Thursday, May 19, 2011

Namin' Kingdoms, Preparing For Takeoff

There is a kingdom in my upcoming Pathfinder game called Gildred. What do you call people who are from Gildred? What adjective denotes something or someone that has roots in Gildred?

-Gildrish (Gildrish muthafucka, do you speak it?!)
-Gildridian (awwwwkward)
-Gildrecian (Pronounced gil-dreesh-en)
-Gilder (Maybe the language or the people only?)

I've been asking my players, but I also ask you, fellow bloggers.

Pathfinder is supposed to start Friday. I do not feel ready, though I cannot put my finger on why, exactly. This was actually a recurring thing with d20; I never felt like I knew the system *well* enough. I was never completely comfortable winging it or changing it like I was when I ran 2nd Edition in high school...or hell, when I've run B/X, Cyclopedic, or AD&D1 as recently as last year.

PF is much crunchier than I like my games. However, I'm keeping it core rules only for now, and I think my wife and friends deserve to play something they really like. I was pretty much the only one who was really soured on d20, but since I was the DM...well... you know how it goes. After letting my own gaming preferences rule the roost for so long, it's time to be a team player.

...besides, I still have my Stars Without Number game to satisfy my need for simple, easily tweaked games.


  1. Regarding those rules, Pathfinder is built upon the same philosophy as 3.5. That is to say, players and DM are /equally/ responsible for the rules. There's a metagame element that requires the players to help adjudicate any maneuver, skill, spell or attack they perform.
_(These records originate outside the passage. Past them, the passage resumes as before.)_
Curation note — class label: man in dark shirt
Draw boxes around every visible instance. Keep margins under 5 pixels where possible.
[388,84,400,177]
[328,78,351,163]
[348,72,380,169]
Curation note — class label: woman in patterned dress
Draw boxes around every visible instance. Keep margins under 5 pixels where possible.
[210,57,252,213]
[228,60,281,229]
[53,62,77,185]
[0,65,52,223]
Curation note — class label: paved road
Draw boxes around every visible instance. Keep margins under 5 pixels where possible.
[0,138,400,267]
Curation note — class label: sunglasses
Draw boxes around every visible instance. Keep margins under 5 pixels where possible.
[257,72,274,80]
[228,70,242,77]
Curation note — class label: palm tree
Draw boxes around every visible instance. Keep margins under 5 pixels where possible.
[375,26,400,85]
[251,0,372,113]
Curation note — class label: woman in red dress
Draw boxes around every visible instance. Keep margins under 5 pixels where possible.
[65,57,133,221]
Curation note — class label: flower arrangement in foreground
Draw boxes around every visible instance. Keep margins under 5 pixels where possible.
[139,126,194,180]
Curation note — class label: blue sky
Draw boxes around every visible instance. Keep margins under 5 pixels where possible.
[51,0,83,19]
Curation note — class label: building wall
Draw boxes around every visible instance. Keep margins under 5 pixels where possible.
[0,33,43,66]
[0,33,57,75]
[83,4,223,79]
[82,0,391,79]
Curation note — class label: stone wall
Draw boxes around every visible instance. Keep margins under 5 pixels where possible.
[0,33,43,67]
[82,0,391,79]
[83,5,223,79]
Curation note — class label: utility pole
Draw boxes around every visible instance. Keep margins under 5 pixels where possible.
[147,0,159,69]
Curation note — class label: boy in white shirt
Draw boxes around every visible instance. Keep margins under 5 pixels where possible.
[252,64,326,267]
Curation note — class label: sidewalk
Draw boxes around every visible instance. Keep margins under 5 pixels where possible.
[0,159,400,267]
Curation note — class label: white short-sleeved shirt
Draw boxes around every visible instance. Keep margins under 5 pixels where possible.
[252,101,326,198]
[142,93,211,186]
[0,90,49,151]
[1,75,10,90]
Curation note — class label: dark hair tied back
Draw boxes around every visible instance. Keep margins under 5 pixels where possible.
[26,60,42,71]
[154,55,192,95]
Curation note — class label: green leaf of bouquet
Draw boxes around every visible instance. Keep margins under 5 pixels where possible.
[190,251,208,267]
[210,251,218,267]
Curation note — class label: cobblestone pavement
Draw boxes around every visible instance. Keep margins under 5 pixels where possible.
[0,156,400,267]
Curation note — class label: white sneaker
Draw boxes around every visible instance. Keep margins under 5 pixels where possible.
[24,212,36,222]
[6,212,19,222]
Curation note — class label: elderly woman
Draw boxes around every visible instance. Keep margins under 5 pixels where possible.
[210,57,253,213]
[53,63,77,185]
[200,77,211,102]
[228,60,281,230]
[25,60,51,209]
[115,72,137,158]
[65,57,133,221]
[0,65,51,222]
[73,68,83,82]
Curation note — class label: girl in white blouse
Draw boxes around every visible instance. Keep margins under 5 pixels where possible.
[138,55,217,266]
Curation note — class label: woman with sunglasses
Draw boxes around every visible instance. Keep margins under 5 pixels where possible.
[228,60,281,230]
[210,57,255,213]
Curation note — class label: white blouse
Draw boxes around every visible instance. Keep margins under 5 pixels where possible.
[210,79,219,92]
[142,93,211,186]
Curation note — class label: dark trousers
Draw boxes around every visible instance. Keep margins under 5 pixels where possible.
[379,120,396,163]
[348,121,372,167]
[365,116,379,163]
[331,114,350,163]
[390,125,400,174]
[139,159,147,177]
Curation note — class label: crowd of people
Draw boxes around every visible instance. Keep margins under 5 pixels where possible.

So it's not all on you. Just handle your side of things and ask that they do the same. :)

    I like Gildric by the way.

  2. Gil-Folk



    Or Gildre

    and Christian's advice is rock solid.

    System mastery which is what you are probably used too with simpler games is simply not going to happen with a second choice game with thousands of pages of rules. The game only needs to be good enough to be fun.

  3. "Gildrecian" really sounds more like an adjective referring to things pertaining to Gildric.